Mit Beginn des Zweiten Weltkriegs steigt der Bedarf an Arbeitskräften. Im Sommer 1941 werden fast 30.000 Berliner*innen im Alter von 15 bis 65 Jahren als „arbeitsfähig“ eingestuft, über die Hälfte von ihnen sind Frauen. Die Angestellten der Fontanepromenade weisen den Menschen schwere körperliche, oft gesundheitsschädliche Beschäftigungen vor allem in der Rüstungsindustrie zu.

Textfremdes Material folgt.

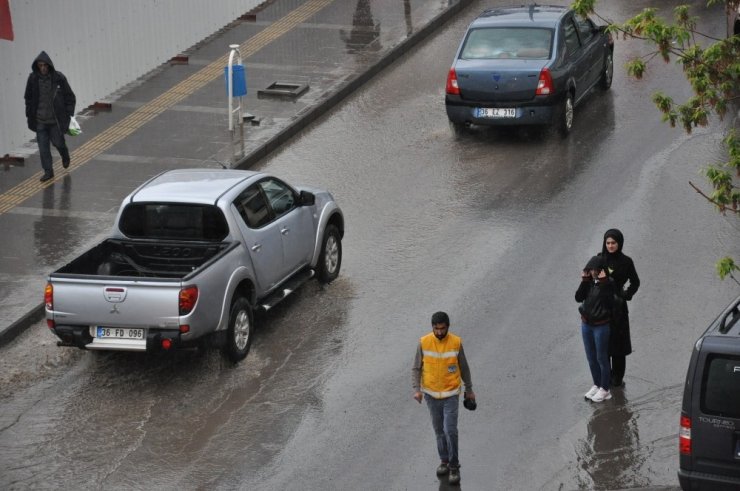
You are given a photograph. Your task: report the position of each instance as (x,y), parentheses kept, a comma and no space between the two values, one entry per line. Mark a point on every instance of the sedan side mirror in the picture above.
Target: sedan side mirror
(307,198)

„Wie die meisten Betriebe war auch [die Militärfärberei Bergmann] bei Kriegsbeginn als militärisch wichtiger Versorgungsbetrieb eingestuft worden. [...] Im Erdgeschoß schufteten zwangsverpflichtete Juden an riesigen Bottichen, in denen erbeutete Militärmäntel grün gefärbt wurden. Es war dort unerträglich heiß und feucht, und die chemische Farbe verbreitete einen giftigen Gestank.“ Isaak Behar
Trotz großer persönlicher Gefahr wehren sich viele Menschen. Sie versuchen der Erfassung zu entkommen, behindern durch langsames Arbeiten die Produktion oder fliehen ins Ausland. Am 23. Oktober 1941 ergeht eine geheime Anordnung, um die Ausreise jüdischer Menschen zu verhindern. Zeitgleich beginnt ihre Deportation in die Konzentrations- und Vernichtungslager. Das Arbeitsamt in der Fontanepromenade erstellt dafür in Absprache mit den Unternehmen Listen zwangsbeschäftigter Personen. Am 27. Februar 1943 werden die meisten der noch verbliebenen jüdischen Zwangsarbeiter*innen verhaftet und nach Auschwitz deportiert.
Nach 1945 wird das Gebäude von der „Gemeinschaft Christi“ als Kirche genutzt. Seit 2011 steht es zum Verkauf. Erst 2013 wird auf Initiative der Anwohnerin Stella Flatten eine Gedenktafel angebracht.